Sixteen states as well as several prominent climate activists sued the United States Postal Service this week over its plan to purchase 148,000 gas-guzzling delivery trucks over the next decade, alleging the agency failed to consider the environmental impact of its decision.
The states accuse the USPS of only performing a “cursory environmental review to justify the decision to replace 90 percent of its delivery fleet with fossil fuel-powered, internal combustion engine vehicles, despite other available, environmentally preferable alternatives,” the lawsuit reads. “In doing so, the Postal Service failed to comply with even the most basic requirements of [National Environmental Policy Act].”

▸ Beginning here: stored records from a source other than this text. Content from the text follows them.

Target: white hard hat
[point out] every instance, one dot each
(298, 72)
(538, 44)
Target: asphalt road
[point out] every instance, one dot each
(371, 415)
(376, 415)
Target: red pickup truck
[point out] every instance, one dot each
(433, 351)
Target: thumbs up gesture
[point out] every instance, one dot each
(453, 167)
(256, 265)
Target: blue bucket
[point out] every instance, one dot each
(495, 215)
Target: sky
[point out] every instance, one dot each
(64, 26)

The lawsuit was filed in the US District Court for the Northern District of California by the state attorneys general of California, Pennsylvania, Connecticut, Delaware, Illinois, Maine, Maryland, Michigan, New Jersey, New Mexico, North Carolina, Oregon, Rhode Island, Vermont, Washington state, Washington, DC, and the city of New York.

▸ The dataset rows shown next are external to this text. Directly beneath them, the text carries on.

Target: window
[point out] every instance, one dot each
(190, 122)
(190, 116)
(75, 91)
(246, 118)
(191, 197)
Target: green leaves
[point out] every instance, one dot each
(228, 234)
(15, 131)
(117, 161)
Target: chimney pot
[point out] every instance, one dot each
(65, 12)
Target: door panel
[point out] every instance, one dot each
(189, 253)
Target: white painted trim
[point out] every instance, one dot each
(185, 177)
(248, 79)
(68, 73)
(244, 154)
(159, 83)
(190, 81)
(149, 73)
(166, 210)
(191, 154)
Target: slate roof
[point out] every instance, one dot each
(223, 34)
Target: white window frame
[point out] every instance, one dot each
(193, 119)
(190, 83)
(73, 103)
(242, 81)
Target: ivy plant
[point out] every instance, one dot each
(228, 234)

USPS, under the leadership of Postmaster General Louis DeJoy, has been at odds with environmentalists over the need to electrify the agency’s fleet. Following a years-long bidding process, the USPS unveiled its next-generation mail truck in February 2021, to be made by Oshkosh Defense. They will replace the current mail trucks that have been in service for more than two decades, which were built by another defense contractor, Grumman.
Originally, the postal service said it would purchase 165,000 next-generation mail trucks, only 10 percent of which would be battery-electric vehicles. President Joe Biden and congressional Democrats urged the agency to increase the number of EVs, but USPS determined there was no legal reason to change its plans. But, earlier this year, the service said it would increase its initial order of EVs from 5,000 to 10,019, determining it “makes good sense from an operational and financial perspective.”
Still, the states accuse the USPS of relying on faulty judgment and an incomplete process to acquire gas-powered vehicles that only get 8.6 miles per gallon while using air conditioning compared to an industry average of between 12 and 14mpg for fleet vehicles.
In response, the USPS defended its practices, noting that it remains open to increasing its order for more electric vehicles in the future should additional funding become available to do so.
“The Postal Service is fully committed to the inclusion of electric vehicles as a significant part of our delivery fleet even though the investment will cost more than an internal combustion engine vehicle,” a spokesperson said in an email. “That said, as we have stated repeatedly, we must make fiscally prudent decisions in the needed introduction of a new vehicle fleet.”
Congress recently approved a $50 billion rescue package for USPS, which has lost more than $90 billion since 2007. DeJoy has proposed slashing billions of dollars in funding and slower first-class mail deliveries as new standards.